More importantly, an executive order would very loudly buck the Pentagon review process in place. Like it or not, the legislation that is our only chance of Congressional repeal this year specifically is designed to allow the Pentagon working group's review to complete in December before any sort of implementation plan can be introduced. As it has been repeatedly stated the review is not about 'if' but 'when,' some see that as no big deal. We're going to end discharges anyway, right? Why not right now?
But it's important to consider that the review also allows the Pentagon to create an implementation plan - at least in the eyes of many of our more centrist supporters. An executive order would stop discharges without that 'plan,' which would strip away at least a few supporters of the bill as it stands, particularly as the method will be viewed by many as shady. Legislative repeal could very well be put in jeopardy, when we could knock out this very necessary piece in just a few months.
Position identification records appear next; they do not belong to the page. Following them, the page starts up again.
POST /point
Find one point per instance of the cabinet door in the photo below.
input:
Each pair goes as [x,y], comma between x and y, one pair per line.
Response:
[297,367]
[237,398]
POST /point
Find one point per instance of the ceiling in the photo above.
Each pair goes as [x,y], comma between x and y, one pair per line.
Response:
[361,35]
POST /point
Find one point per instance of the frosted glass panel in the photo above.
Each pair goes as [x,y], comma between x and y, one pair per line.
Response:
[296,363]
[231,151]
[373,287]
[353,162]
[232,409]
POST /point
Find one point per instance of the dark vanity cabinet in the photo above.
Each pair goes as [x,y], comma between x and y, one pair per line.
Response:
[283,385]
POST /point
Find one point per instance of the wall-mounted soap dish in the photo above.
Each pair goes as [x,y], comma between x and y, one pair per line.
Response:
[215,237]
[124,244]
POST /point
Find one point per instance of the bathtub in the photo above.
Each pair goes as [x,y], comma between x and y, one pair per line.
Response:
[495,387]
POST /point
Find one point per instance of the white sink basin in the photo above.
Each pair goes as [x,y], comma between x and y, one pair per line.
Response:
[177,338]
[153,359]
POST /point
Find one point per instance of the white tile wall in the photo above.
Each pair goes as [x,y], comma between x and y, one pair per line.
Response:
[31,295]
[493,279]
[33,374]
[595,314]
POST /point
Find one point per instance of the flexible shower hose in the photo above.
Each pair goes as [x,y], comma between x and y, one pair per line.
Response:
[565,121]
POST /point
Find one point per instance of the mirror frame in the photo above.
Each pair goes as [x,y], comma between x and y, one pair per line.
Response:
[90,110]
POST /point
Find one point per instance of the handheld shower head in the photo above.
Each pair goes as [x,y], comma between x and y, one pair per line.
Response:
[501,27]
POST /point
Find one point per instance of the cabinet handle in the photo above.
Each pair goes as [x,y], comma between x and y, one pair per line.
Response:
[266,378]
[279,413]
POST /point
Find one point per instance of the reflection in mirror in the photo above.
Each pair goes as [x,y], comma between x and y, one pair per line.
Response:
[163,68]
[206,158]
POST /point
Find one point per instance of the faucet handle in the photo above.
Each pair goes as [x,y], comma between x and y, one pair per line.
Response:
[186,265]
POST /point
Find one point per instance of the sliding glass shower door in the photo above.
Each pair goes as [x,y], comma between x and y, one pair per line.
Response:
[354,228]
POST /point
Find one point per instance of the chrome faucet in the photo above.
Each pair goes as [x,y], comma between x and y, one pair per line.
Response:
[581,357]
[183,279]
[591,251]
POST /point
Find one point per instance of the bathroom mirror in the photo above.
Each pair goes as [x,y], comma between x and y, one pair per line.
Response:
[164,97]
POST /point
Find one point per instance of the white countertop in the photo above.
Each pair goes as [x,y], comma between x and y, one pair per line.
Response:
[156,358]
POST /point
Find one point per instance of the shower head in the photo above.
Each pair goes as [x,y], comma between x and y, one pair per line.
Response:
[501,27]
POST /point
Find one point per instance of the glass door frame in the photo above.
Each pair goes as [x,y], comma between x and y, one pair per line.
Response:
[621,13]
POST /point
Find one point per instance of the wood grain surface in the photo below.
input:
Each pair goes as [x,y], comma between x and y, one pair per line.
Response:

Now, ok. Let's say we get through Congress, and the President doesn't veto the defense bill over alternate engines or allocation of troops to the border. Or whatever else is thrown in there by showboating politicians looking to derail DADT,
Assuming the bill is signed in October, we have mid-terms in November to get ready for, and the completion of the review in December, so we probably won't see an executive order before then. January, following the winter recess, review is complete, and now implementation is waiting on the President, C/JCS, and SecDef to sign and pass on to Congress to review for 60 days. An executive order at this point, while not rife with the same political intricacies of Congress, would still be the President saying "I don't have confidence in this process set up by legislation I said I supported." And because implementation has not gone forward, halting discharges would still rest on stop-loss legislation.
So we wait until the 60 days are over. Now a plan is in place, and it's up to the Pentagon to implement the plan. The Executive Order at this point is very different than before. With DADT off the books, it is again within the President's power to end discharges absolutely, plan be damned. And if the Pentagon is taking too long to implement open service, this is definitely a tool that could speed up the process.
Executive order right now- probably unwise, as it could jeopardize legislative repeal, which may or may not cause more discharges in the long-term than simply wading through the existing process;
Executive order immediately after signing the bill - possible, but not likely given the language of the legislation;
Executive order next year - hopefully won't be necessary if the Pentagon is moving quickly enough to implement open service.
In super-short summary:
This is really complex, folks, and, whatever your stance, an executive order to halt discharges would not occur in a vacuum.
Anyway, would love to hear your thoughts on this.